The story itself is not nearly as cleanly or clearly presented as the main Bungō Stray Dogs series. We open on a prologue that owes more to the death of Sherlock Holmes at Reichenbach Falls than to the works of any of the authors in question (although Ayatsuji does reference works of classic mystery authors in his own texts) – a confrontation between Ayatsuji and Kyougoku at a waterfall’s edge. Ayatsuji attempts to use his Skill to get rid of Kyougoku, but like Holmes and Moriarty, things don’t go quite the way witnesses expect. Why that is and what the actual nature of Kyougoku’s Skill is have yet to be seen, and that sets the story up to explore the precise ability that Ayatsuji’s rival possesses. From there we shift perspectives to Mizuki Tsujimura and her role as Ayatsuji’s keeper, something he tolerates with barely disguised contempt and she dislikes doing. Essentially they’re being prepped to appear as a Holmes and Watson duo, with Tsujimura hovering in the great man’s shadow to a degree while he explains things that he thinks any intelligent person should know.
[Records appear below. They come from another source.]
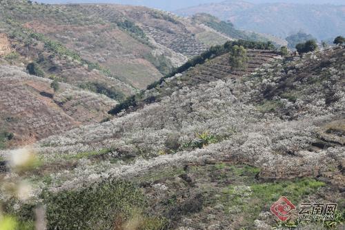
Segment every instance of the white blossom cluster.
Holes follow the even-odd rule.
[[[276,59],[253,74],[185,86],[135,112],[43,140],[34,148],[47,162],[106,148],[137,156],[132,162],[79,160],[75,169],[52,173],[50,188],[72,189],[104,178],[139,176],[159,167],[224,159],[261,167],[272,178],[326,171],[345,153],[341,144],[313,146],[328,124],[343,119],[345,111],[344,85],[337,84],[344,83],[344,57],[338,55],[344,50],[327,52],[336,61],[314,73],[306,71],[319,66],[323,54],[287,64]],[[317,77],[310,83],[306,73]],[[293,82],[279,88],[287,79]],[[265,93],[270,90],[268,99]],[[286,97],[285,93],[293,95]],[[265,108],[272,105],[273,110]],[[159,154],[167,143],[196,141],[196,133],[206,131],[224,138],[201,149],[180,148]],[[334,140],[344,138],[329,135]]]

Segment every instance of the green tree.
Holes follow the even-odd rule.
[[[345,37],[342,36],[338,36],[334,39],[333,43],[336,45],[342,45],[345,44]]]
[[[297,34],[291,35],[286,38],[286,40],[288,41],[288,47],[291,49],[294,48],[299,43],[304,43],[312,39],[315,39],[315,38],[311,35],[306,34],[302,31],[299,31]]]
[[[41,77],[44,77],[44,72],[36,62],[29,63],[28,66],[26,66],[26,70],[32,75],[35,75]]]
[[[235,68],[246,68],[248,61],[247,50],[242,46],[234,46],[229,52],[229,63]]]
[[[322,41],[321,42],[322,45],[322,47],[324,48],[326,48],[328,46],[327,45],[327,43],[324,41]]]
[[[60,88],[60,84],[59,84],[59,82],[57,82],[57,79],[55,79],[52,82],[50,87],[54,90],[54,92],[59,90]]]
[[[309,40],[305,43],[300,43],[296,45],[296,50],[300,54],[315,51],[318,46],[315,40]]]
[[[288,48],[286,46],[282,46],[280,48],[280,54],[282,55],[282,56],[288,56]]]

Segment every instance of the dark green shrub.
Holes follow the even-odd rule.
[[[286,40],[288,41],[288,46],[291,49],[296,47],[298,44],[313,39],[315,39],[315,38],[311,35],[306,34],[302,31],[295,35],[290,35],[286,38]]]
[[[280,55],[283,57],[288,55],[288,50],[286,46],[282,46],[280,48]]]
[[[7,147],[7,142],[14,137],[14,135],[7,131],[0,132],[0,149]]]
[[[147,87],[147,90],[152,89],[158,86],[159,86],[164,80],[167,78],[172,77],[177,73],[181,73],[189,69],[191,67],[194,67],[197,64],[204,64],[207,59],[214,58],[221,55],[224,55],[227,52],[230,52],[234,46],[243,46],[245,48],[250,49],[259,49],[259,50],[274,50],[275,48],[273,44],[270,41],[268,42],[261,42],[261,41],[250,41],[244,40],[238,41],[229,41],[226,42],[223,46],[215,46],[210,48],[208,50],[205,51],[199,56],[195,57],[190,60],[186,62],[184,64],[180,67],[173,70],[168,75],[163,77],[159,80],[153,82]],[[138,94],[137,97],[141,98],[142,93]],[[135,100],[135,96],[132,96],[130,98],[127,99],[126,101],[121,102],[121,104],[117,105],[115,108],[110,110],[108,113],[112,115],[116,115],[120,111],[124,109],[127,109],[130,106],[136,106],[137,102]]]
[[[57,92],[60,88],[60,84],[59,82],[57,82],[57,79],[55,79],[54,81],[50,84],[50,87],[54,90],[54,92]]]
[[[31,62],[26,66],[26,70],[32,75],[43,77],[44,72],[36,62]]]
[[[111,115],[117,115],[124,109],[128,108],[130,106],[135,106],[137,105],[137,102],[135,100],[135,96],[132,95],[128,97],[123,102],[116,105],[115,108],[111,109],[108,113]]]
[[[112,87],[108,87],[105,83],[102,82],[85,82],[80,85],[80,88],[88,90],[96,93],[103,94],[110,98],[121,101],[124,99],[124,95],[121,92],[118,92]]]
[[[244,69],[248,61],[247,51],[244,47],[235,45],[230,50],[229,63],[231,66]]]
[[[299,54],[315,51],[318,46],[315,40],[309,40],[306,43],[300,43],[296,45],[296,50]]]
[[[131,21],[125,19],[124,21],[117,21],[117,24],[119,28],[127,30],[141,39],[146,38],[146,35],[140,27],[135,25],[135,23]]]
[[[79,191],[45,193],[48,229],[114,229],[115,220],[126,220],[145,202],[129,182],[103,182]]]
[[[333,43],[336,45],[342,45],[345,44],[345,37],[342,36],[338,36],[334,39]]]

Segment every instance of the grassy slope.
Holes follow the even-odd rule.
[[[63,191],[105,176],[126,178],[146,195],[148,206],[141,206],[140,213],[168,220],[171,228],[282,225],[269,207],[283,195],[296,204],[335,202],[342,212],[344,127],[335,121],[342,122],[343,99],[337,95],[344,84],[334,82],[342,82],[343,54],[337,48],[277,59],[244,76],[211,80],[203,70],[210,64],[224,70],[218,57],[193,70],[206,74],[209,82],[186,81],[155,104],[41,142],[43,165],[28,175],[35,184],[43,182],[62,191],[61,199]],[[257,60],[266,55],[261,55]],[[103,197],[103,189],[97,188],[91,194]],[[128,195],[130,202],[141,200]],[[95,202],[101,205],[102,200]],[[50,205],[61,215],[69,209]],[[115,211],[132,220],[128,210]],[[335,224],[341,222],[344,217]],[[296,224],[306,229],[324,224]]]

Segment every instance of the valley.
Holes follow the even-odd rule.
[[[207,14],[0,3],[0,229],[344,227],[341,37],[298,54]],[[280,221],[282,196],[334,220]]]

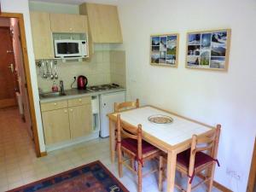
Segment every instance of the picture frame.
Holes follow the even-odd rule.
[[[150,65],[177,67],[179,34],[150,36]]]
[[[186,68],[227,71],[231,29],[187,33]]]

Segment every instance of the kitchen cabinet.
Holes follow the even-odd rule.
[[[116,6],[85,3],[79,6],[79,11],[88,16],[93,43],[123,43]]]
[[[36,60],[54,59],[49,14],[30,12],[30,18]]]
[[[92,131],[90,105],[68,108],[70,132],[72,138],[86,136]]]
[[[41,103],[46,145],[89,136],[92,129],[90,96]]]
[[[88,33],[87,16],[71,14],[50,14],[53,32]]]
[[[70,140],[67,108],[42,113],[45,144]]]

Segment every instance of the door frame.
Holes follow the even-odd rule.
[[[254,148],[252,158],[251,171],[248,177],[247,192],[253,192],[256,180],[256,137],[254,140]]]
[[[24,19],[23,14],[17,14],[17,13],[0,13],[0,17],[5,18],[16,18],[19,20],[20,31],[20,43],[21,43],[21,49],[22,49],[22,56],[23,56],[23,64],[24,64],[24,70],[25,70],[25,76],[26,79],[26,89],[27,89],[27,96],[30,106],[30,113],[32,119],[32,132],[33,132],[33,139],[35,143],[35,151],[38,157],[41,157],[45,155],[45,153],[40,152],[40,146],[39,146],[39,139],[38,139],[38,125],[37,125],[37,119],[36,119],[36,113],[35,113],[35,106],[34,106],[34,100],[33,100],[33,92],[31,82],[31,75],[30,75],[30,69],[29,69],[29,61],[27,55],[27,47],[26,47],[26,33],[25,33],[25,26],[24,26]]]
[[[0,26],[0,29],[6,29],[9,32],[10,31],[9,30],[9,26]],[[10,39],[11,43],[13,44],[13,39],[12,39],[11,37],[10,37],[10,38],[11,38]],[[11,46],[12,46],[12,49],[14,50],[13,44]],[[15,68],[15,65],[16,65],[15,61],[14,60],[12,62],[15,64],[14,65],[14,68]],[[15,88],[16,88],[16,82],[14,82],[14,91],[15,91]],[[14,99],[15,99],[15,101],[13,101],[13,99],[9,99],[9,98],[8,98],[8,99],[3,99],[2,101],[0,101],[0,106],[2,106],[0,108],[0,109],[1,108],[9,108],[9,107],[15,107],[15,106],[17,106],[18,103],[17,103],[17,101],[16,101],[16,98],[15,98],[15,95],[14,95]]]

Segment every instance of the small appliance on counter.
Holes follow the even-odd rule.
[[[88,80],[85,76],[80,75],[78,77],[78,89],[79,90],[85,90],[87,84],[88,84]]]

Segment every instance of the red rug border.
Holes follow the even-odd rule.
[[[22,185],[20,187],[18,187],[18,188],[15,188],[15,189],[13,189],[11,190],[8,190],[6,192],[15,192],[19,189],[23,189],[24,187],[27,187],[27,186],[30,186],[30,185],[32,185],[32,184],[36,184],[36,183],[41,183],[41,182],[44,182],[44,181],[46,181],[46,180],[49,180],[49,179],[52,179],[55,177],[58,177],[58,176],[61,176],[61,175],[63,175],[63,174],[66,174],[66,173],[68,173],[70,172],[73,172],[73,171],[76,171],[76,170],[79,170],[79,169],[81,169],[84,166],[92,166],[92,165],[96,165],[96,164],[100,164],[102,166],[102,167],[103,168],[103,170],[108,173],[109,177],[113,179],[118,184],[119,184],[119,187],[121,188],[121,189],[124,191],[124,192],[130,192],[125,187],[125,185],[123,185],[123,183],[100,161],[100,160],[96,160],[96,161],[93,161],[93,162],[90,162],[90,163],[88,163],[86,165],[83,165],[83,166],[80,166],[79,167],[76,167],[76,168],[73,168],[73,169],[70,169],[70,170],[67,170],[67,171],[65,171],[64,172],[61,172],[61,173],[58,173],[56,175],[53,175],[53,176],[50,176],[50,177],[45,177],[45,178],[43,178],[43,179],[40,179],[38,181],[35,181],[35,182],[32,182],[31,183],[27,183],[27,184],[25,184],[25,185]]]

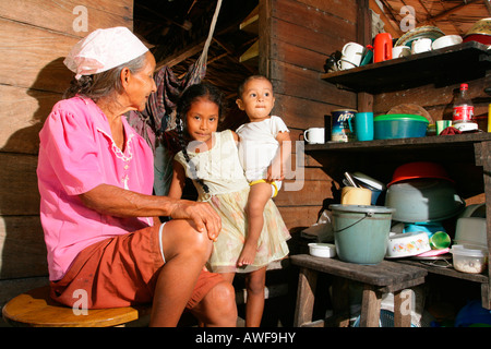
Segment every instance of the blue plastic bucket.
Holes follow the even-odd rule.
[[[384,260],[394,208],[364,205],[330,205],[339,260],[378,264]]]
[[[375,140],[423,137],[427,135],[428,120],[421,116],[407,113],[385,115],[373,118]]]

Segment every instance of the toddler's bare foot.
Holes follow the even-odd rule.
[[[240,253],[239,260],[237,261],[238,266],[250,265],[254,262],[256,248],[254,243],[248,243],[243,245],[243,250]]]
Tsujishima’s not stupid, but when compared to Ayatsuji, it’s easy to see how he might believe she is.

On a basic level, this volume feels like it’s pretty strictly set up. We meet the main characters, get a few mentions of Dazai and the Yokohama group (with one extra gag two-panel strip including him), and Ango shows up to remind us that we have a transitory knowledge that these characters exist, and that’s about it. The conflict between the eponymous two is established and left to develop in later volumes. While that’s not a bad way to approach the series, especially given that we already know the rules of the world from the main story, it also isn’t hugely satisfying in terms of storytelling, and the blatant Holmesian parallels make it feel like this isn’t quite as original as its predecessor.

The visuals are also a bit of an issue. Rather than Sango Harukawa, this time the art is provided by Oyoyo, and their work isn’t any where near as clean as hers. They do, however, do an excellent job at approximating Harukawa’s style and using her character designs as a solid base. Oyoyo‘s work has more of a fanservice feel to it, upping the sensuality of the way bodies are drawn and indulging in some curvy backside shots of Tsujimura that we wouldn’t expect to see in Harukawa’s renditions. The issue, therefore, is the layouts of the pages. Each page is heavily inked and crowed with panels, figures, and backgrounds, making it feel a little overwhelming and more than a bit hard to follow at times. The appealing stylishness of it wars with the overcrowding, and when combined with the prologue-like feel of the entire volume, the book simply comes off as less polished than we might expect.

To say that this is a shame is stating the obvious, because there is a decent amount of potential here. Along with the Holmes references, bits and pieces of the lore of both Ayatsuji and Kyougoku do pop up here and there. The most notable is the secret basement hideaway Ayatsuji has filled with ball jointed dolls, including one who should look very familiar to fans of Another, but the storyline with the cursed well could have come from Kyougoku’s Requiem from the Darkness, which deals in ghost stories and dark folklore. There’s also a reference to a locked house murder á la Agatha Christie, which in addition to bringing her to mind is also the plot (with thanks to Christie) of Ayatsuji’s debut novel The Decagon House Murders. (For the interested, it was translated into English in 2015 by Locked Room International.) Hopefully things will pick up story-wise and calm down art-wise in the next volume – because fans of both the original series and mystery in general stand to find a lot to like if this can steady its pace.